# ML-MOGA User Manual

Languages: Python(3.7.9), C++ <br />
Tools: PyTorch(1.4.0+), Jupyter Notebook(6.2.0) <br />
CAM(cam.lbl.gov): Data processing and training <br />
NERSC: MOGA running(both Tr-MOGA & ML-MOGA)

If you have any question, contact yupinglu89@gmail.com

## Tr-MOGA 

#### 1. Load modules on NERSC

In [None]:
module purge
module load PrgEnv-gnu
module load openmpi
module load gsl
module load pytorch/v1.6.0

#### 2. Set up MOGA code

Example code(nl-run/run_ori/1_moga). <br />
Compile the code in ML_package folder and get the executable by typing "make".<br />
Submit scanjob.s to schedule the job on NERSC. The time limit on NERSC is 48 hrs for regular queue. You can also submit to 30 minutes debug queue for fast execution.

In [None]:
#!/bin/bash
#SBATCH --qos=regular
#SBATCH --time=48:00:00
#SBATCH --nodes=64
#SBATCH --tasks-per-node=32
#SBATCH --constraint=haswell
#SBATCH --mail-user=yupinglu89@gmail.com
#SBATCH --mail-type=ALL
#SBATCH --job-name=MOGA

cd $SLURM_SUBMIT_DIR
echo Working directory is : $SLURM_SUBMIT_DIR

echo $SLURM_JOB_NODELIST
echo $SLURM_JOBID
echo $SLURM_NPROCS

# NCPUS=`wc -l $SLURM_NODELIST| awk '{print $1}'`
# JobID=`echo ${SLURM_JOBID} | cut -f1 -d.`

NCPUS=$SLURM_NPROCS
JobID=$SLURM_JOBID

mkdir Dir_$JobID
cd Dir_$JobID
cp ../problem.cpp ./
cp ../tracking.in ./
cp ../scanjob.s ./
cp ../ALSU.cpp ./
cp ../ALSU.h ./
cp ../input_gen.dat ./

echo "Start parallel job with CPUS"
echo $NCPUS
echo " -----------------------------------------------"

#module purge
#module load PrgEnv-gnu
#module load openmpi
#module load gsl
#module load pytorch
####### Problem mode (0-DASearch, 1-FreqMap, 2-DiffMomen, 3-AreaMomen) ###########
#####  1 for read pop, 2 for read gen
EXEC="../nsga2r 0.5 3  2"

mpirun -v -np $NCPUS $EXEC <../tracking.in >$SLURM_SUBMIT_DIR/stdout_$JobID.out 2>$SLURM_SUBMIT_DIR/stderr_$JobID.out

mv ../*$JobID.out ../slurm-*.out ../Dir_$JobID/

### END of job
echo "Job complete"

#### 3. Retrieve results (gen_*_db.dat files)

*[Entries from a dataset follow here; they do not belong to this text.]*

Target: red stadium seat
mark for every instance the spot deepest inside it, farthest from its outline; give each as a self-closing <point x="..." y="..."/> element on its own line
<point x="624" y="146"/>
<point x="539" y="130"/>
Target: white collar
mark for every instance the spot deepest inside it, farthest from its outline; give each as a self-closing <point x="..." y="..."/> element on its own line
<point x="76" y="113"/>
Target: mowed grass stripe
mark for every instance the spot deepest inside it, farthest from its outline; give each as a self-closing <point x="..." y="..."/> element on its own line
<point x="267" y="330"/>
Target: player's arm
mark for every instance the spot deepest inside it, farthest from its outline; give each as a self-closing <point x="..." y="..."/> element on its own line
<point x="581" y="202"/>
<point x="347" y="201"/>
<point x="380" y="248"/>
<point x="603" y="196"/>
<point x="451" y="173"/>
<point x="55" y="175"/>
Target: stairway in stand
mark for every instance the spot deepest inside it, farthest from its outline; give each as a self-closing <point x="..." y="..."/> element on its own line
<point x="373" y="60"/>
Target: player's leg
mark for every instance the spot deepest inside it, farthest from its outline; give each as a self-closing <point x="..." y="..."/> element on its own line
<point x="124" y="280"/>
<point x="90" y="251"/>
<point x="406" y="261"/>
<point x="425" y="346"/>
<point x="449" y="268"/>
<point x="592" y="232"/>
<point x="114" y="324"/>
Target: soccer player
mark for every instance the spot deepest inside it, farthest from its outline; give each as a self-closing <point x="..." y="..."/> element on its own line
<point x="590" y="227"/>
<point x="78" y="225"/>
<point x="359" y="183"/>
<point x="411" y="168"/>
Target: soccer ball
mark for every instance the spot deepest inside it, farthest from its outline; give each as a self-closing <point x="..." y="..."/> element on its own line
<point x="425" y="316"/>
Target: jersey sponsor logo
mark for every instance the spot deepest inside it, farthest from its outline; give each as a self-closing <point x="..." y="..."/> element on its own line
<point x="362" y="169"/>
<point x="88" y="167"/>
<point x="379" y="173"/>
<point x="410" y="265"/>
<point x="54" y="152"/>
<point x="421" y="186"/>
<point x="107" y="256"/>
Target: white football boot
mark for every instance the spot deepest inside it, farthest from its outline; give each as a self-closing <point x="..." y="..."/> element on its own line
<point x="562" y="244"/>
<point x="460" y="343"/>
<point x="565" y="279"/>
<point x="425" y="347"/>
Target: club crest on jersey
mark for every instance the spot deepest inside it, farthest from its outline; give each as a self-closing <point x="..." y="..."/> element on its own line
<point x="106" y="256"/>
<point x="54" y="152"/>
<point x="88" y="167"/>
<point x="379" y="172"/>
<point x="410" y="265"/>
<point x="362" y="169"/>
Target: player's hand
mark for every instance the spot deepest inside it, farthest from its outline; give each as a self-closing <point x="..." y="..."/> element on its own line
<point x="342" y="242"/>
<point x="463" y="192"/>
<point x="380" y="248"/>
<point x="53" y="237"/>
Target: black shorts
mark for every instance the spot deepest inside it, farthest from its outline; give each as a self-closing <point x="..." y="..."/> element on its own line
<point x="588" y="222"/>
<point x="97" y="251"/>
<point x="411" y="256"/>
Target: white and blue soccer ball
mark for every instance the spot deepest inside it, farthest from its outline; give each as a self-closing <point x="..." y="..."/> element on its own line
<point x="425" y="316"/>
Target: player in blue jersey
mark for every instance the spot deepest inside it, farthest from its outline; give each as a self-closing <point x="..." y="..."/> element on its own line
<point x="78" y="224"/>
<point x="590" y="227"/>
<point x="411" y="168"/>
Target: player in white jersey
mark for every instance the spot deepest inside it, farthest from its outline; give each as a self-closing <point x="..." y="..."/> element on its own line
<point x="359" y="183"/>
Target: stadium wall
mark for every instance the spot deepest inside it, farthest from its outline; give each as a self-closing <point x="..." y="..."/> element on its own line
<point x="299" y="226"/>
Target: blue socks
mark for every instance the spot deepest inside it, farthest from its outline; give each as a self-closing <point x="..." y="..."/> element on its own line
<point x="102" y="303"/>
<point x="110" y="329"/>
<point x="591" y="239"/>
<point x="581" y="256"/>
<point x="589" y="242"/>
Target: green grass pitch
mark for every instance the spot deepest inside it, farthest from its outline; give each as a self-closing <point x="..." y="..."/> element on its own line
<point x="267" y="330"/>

These files are stored in Dir_* folder.<br />
Delete the first line of each gen_*_db.dat file.

     20 outputs,   11 variables,   conViol  rank  crowDist

#### 4. Change random seeds

We tested the moga code by changing two random seeds.<br />
Change MOGA random seed: EXEC="../nsga2r 0.1 3  2" (in scanjob.s)<br />
Change lattice error random seed: srand(2021); (in problem.cpp)

## Machine Learning Approach

+ We first preprocess training data acquired from prior simulations and use this data to obtain two well-trained models using the neural network (NN) depicted below. 
+ We then use these two NN models to replace DA/MA particle tracking in MOGA while the rest of the MOGA setup remains the same as in the original tracking-based MOGA (Tr-MOGA). 
+ We evaluate the results.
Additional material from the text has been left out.